This article was updated Thursday evening to include a comment from County Executive Robert Astorino.
WHITE PLAINS, N.Y. - County Executive Robert Astorino met with the U.S. Secretary of Housing and Urban Development Shaun Donovan in Washington D.C. Wednesday morning to discuss his disagreements with HUD’s interpretation of the housing discrimination lawsuit settlement.
Astorino, a Republican, said his administration is still at an impasse with the federal government, saying HUD had has added illegal and economically impossible demands to the 2009 settlement.
The county executive confirmed the new stipulations were coming directly from Donovan during their hour-long meeting and left “miles apart” from the HUD secretary.
“HUD is getting very aggressive," Astorino said. "They’re trying to make Westchester the model for the rest of the country. Them demanding that we destroy local zoning and bankrupt our taxpayers is unacceptable."
The county executive is “optimistic but cautious” about the restoration of about $4 million in community block grants that the federal government pulled from Westchester in response to the county’s noncompliance.
“The ironic thing is that money goes to communities that generally are not inside the settlement. They’re communities that really truly need that money for infrastructure improvements and quality of life improvements and housing. So they’re really cutting their nose to spite their face when they do something like that,” said Astorino.

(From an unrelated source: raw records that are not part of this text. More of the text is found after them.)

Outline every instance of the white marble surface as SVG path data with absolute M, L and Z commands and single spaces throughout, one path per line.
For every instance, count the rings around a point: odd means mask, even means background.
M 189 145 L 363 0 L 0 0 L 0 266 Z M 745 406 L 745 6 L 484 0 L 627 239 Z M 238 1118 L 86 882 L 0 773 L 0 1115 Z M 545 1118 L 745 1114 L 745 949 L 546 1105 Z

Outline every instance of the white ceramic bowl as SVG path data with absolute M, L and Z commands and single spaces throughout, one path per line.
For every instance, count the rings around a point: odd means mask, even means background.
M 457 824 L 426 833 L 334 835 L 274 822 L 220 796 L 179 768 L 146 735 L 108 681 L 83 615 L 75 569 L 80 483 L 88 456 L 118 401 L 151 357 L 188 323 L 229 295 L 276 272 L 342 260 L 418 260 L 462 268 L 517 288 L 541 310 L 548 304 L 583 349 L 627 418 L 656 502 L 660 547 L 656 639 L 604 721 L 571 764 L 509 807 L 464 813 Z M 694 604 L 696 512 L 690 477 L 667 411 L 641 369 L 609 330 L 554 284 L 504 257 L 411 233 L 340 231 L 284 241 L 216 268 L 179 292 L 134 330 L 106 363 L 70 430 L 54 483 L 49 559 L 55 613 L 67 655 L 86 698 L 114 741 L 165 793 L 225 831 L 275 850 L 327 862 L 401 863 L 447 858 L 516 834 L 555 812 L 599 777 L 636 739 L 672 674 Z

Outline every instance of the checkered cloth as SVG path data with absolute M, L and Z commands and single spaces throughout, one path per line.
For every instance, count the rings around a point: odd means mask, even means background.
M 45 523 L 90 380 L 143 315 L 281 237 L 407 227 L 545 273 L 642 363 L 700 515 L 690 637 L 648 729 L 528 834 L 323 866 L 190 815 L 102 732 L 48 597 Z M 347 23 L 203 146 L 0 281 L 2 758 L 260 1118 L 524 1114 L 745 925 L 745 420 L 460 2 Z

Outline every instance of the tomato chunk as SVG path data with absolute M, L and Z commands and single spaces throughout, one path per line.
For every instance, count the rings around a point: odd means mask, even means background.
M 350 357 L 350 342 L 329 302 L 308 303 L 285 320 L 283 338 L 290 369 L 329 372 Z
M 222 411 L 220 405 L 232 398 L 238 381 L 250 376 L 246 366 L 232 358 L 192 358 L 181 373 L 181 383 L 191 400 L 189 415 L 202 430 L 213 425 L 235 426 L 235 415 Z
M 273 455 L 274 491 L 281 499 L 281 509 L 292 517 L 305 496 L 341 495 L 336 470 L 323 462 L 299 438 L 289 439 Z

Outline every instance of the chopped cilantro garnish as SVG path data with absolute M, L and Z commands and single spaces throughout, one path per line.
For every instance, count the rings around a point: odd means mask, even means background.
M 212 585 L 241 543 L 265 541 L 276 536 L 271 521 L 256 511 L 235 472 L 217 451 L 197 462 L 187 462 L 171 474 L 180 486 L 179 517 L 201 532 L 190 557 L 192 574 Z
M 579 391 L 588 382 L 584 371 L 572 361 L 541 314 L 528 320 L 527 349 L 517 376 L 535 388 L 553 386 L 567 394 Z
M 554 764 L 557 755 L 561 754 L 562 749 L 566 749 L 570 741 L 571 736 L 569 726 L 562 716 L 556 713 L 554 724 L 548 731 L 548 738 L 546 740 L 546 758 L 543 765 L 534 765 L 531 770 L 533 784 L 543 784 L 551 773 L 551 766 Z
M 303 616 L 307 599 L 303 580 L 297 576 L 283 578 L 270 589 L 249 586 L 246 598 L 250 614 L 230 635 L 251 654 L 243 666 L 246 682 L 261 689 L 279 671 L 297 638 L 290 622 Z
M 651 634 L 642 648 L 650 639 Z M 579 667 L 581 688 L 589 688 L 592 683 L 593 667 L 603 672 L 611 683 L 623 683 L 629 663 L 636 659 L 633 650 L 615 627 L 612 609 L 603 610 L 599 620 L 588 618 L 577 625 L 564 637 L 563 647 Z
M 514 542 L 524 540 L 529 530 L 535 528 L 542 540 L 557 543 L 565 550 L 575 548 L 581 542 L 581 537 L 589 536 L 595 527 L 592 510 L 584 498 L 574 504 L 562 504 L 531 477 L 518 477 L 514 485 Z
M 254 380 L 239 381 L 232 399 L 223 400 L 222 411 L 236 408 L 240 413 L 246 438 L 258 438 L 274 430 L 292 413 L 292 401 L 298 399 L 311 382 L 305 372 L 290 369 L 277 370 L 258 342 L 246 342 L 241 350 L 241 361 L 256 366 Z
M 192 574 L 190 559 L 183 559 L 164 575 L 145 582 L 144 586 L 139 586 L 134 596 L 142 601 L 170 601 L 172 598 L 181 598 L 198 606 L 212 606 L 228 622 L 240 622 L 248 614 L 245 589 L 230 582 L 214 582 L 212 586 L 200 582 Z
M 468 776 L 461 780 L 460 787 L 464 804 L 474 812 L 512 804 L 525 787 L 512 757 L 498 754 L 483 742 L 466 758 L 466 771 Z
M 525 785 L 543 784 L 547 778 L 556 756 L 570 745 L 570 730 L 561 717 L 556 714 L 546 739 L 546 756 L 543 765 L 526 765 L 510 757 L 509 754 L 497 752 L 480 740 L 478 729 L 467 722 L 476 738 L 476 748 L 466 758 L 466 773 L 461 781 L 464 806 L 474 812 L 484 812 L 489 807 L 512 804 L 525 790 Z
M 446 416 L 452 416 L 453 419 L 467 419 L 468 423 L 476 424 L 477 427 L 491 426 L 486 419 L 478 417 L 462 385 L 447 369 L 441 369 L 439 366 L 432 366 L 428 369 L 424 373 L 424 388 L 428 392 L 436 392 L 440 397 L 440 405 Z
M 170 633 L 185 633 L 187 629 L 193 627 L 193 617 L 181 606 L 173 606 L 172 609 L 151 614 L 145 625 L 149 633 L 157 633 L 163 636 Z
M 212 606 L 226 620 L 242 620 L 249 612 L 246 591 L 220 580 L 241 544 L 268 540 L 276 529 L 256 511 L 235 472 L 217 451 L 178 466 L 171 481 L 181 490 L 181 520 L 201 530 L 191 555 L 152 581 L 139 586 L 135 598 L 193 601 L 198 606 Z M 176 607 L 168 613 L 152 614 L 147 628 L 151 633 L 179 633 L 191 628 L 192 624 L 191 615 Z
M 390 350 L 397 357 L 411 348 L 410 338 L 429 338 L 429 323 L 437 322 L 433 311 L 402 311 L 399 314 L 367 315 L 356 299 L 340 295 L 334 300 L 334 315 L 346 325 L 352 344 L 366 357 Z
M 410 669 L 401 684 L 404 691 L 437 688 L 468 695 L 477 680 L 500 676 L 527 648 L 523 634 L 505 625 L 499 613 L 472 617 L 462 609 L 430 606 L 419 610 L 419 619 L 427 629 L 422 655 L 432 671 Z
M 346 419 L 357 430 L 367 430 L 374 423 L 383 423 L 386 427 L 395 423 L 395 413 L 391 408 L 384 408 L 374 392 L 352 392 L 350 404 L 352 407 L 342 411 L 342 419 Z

Donovan and Astorino agreed to consult their staff and regroup next Tuesday in New York City or via a conference call.
Westchester agreed to build 750 units of affordable housing in 31 predominately white communities in an August 2009 lawsuit settlement made with the Anti-Discrimination Center and federal authorities. When Westchester’s fifth required analysis of impediments report was rejected on July 13, Astorino accused HUD of committing “an unprecedented, overreaching” of the federal government.
The county executive said HUD was illegally requesting that Westchester ignore a clause in the New York State Constitution that gives local municipalities the power to set zoning. He also viewed HUD’s suggestion that half of the 750 units have three bedrooms as economically impossible. The new construction requirements would cost the county $94.3 million -- almost twice the $51.6 million cost previously agreed on -- according to Astorino.